The whole point of historical fiction is to acquaint you with a time period by making it palatable, and disguising history as something entertaining, by making you like and relate to these characters. But so often in these books, the author slips, and reveals that really it's not about them but their history, instead. Worth does this a little. I have to call her on it. You think you're reading a love story, or an account of someone's life, but then you get breezy chapters that gloss over the span of five years in a few paragraphs, like, "1487 was a peaceful year. 1488 dawned chilly and cold and then went out in splendor. In 1489, trouble returned in the form of forces massing on Blore Heath." Like, I know the battles and the history drive the plot, but don't try to play me like that. You just omitted three years in the protagonist's life, and that reminds you that it's not about the character, after all, and distances you from them. I mean, something happened to them in those years. But it's not important I guess, so why am I supposed to care? You're reminded that the character is just a vessel for this story.
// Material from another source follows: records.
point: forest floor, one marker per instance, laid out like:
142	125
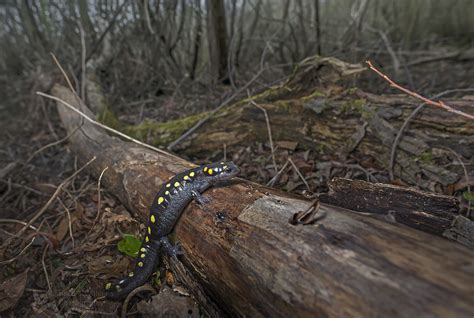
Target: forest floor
71	252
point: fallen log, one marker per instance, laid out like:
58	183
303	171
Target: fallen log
316	110
243	258
432	213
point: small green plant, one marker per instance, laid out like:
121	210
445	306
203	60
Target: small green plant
468	196
129	245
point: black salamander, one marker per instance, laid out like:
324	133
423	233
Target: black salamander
165	211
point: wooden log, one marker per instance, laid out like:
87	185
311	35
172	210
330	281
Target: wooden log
429	212
249	261
316	110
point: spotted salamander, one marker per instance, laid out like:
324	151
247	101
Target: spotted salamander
165	211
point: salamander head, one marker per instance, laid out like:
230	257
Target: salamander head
220	171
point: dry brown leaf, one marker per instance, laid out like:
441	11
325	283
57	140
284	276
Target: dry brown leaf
286	144
169	304
11	290
108	265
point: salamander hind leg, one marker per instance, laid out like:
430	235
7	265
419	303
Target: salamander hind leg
200	199
145	265
170	249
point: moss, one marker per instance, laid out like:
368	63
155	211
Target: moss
82	284
315	94
162	133
425	156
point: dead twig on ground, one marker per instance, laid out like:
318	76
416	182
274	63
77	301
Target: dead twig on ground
98	200
275	177
269	130
92	121
428	101
71	236
55	143
299	174
137	290
53	197
405	125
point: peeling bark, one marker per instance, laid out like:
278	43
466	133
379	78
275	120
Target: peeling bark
249	261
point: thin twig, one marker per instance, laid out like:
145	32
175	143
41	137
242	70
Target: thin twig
269	130
275	177
17	222
137	290
466	175
299	174
64	74
98	199
27	188
19	254
83	62
44	267
55	194
57	142
407	121
418	96
92	121
71	236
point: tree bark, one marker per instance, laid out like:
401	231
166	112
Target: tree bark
432	213
249	261
314	109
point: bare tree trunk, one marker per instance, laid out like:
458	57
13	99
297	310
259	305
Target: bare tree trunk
217	39
317	22
249	261
197	38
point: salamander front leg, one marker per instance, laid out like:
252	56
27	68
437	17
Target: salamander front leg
200	199
170	249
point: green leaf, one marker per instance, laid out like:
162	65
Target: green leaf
129	245
468	196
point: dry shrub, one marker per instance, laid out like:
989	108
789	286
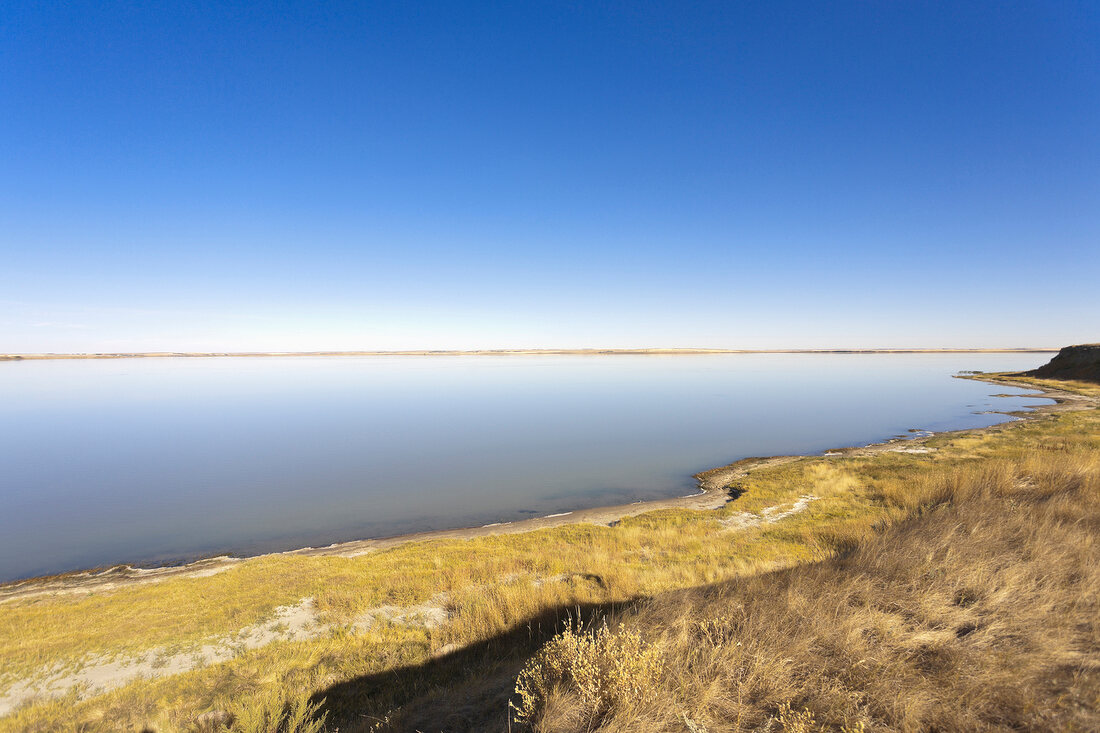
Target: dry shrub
603	670
979	612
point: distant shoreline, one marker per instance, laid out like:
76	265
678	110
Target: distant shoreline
713	492
490	352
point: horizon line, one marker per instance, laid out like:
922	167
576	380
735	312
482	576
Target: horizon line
480	352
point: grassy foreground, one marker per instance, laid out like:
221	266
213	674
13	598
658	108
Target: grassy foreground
950	590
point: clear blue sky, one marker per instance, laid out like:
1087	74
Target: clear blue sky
376	175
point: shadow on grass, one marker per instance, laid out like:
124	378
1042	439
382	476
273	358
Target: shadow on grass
464	690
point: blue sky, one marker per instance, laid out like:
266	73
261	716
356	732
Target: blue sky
381	175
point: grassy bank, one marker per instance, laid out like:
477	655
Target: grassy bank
496	600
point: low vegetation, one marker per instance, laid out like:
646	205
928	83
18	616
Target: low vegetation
949	589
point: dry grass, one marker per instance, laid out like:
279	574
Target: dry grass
506	595
980	612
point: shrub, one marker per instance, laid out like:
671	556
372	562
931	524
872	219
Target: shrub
605	670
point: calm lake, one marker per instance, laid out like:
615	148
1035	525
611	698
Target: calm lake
154	460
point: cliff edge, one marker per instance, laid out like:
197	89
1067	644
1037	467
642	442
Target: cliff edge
1076	362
I couldn't finish this book. BECAUSE I DON'T CARE. Because in the end, as interesting as the idea of one family of royals feuding against the other is, in the end they're just made up of two groups of people who think that, for some reason, by virtue of their birth, they can set themselves up over everybody else, and command them, and execute them at will. I think I was supposed to weep bitter tears when a person in this book met his untimely end (query: I'm trying not to spoil you, but can you spoil somebody about something that's in a textbook?) but all I could think about was the three thousand poor commoners who were roped into fighting for this bama and also died, and whom I wasn't supposed to cry for, I guess. Because their parents weren't Plantagenets. Or something.
It could just be that I'm burnt out on this topic. I don't know. I can't think anymore. Maybe I'll give this book another chance sometime, after enough time has passed so that the story seems fresh to me. So like, when I'm seventy. I'll finish it then.
Rating: abandoned
I'm over this time period too! I feel like there have just been one too many books written lately right now about this and they are all dry. I love historical fiction but these make them hard to get through.
ReplyDelete*grin* So....would this be the wrong time to say that you should REALLY read The Sunne in Splendor??
ReplyDeleteNo kidding, Elizabeth! Of course I'm speaking from the perspective of having read The Sunne in Splendor, but Sandra Worth's writing is to Sharon Kay Penman's like cheap, old moldy milk chocolate is to the good, super-dark kind.
ReplyDeleteAs for this era, it's getting done to death like the Tudors were/are. I prefer to stick to the older and possibly OP titles when it was still fresh in the publishing world. The more recent titles have that rushed knock-off feel to them. Bland.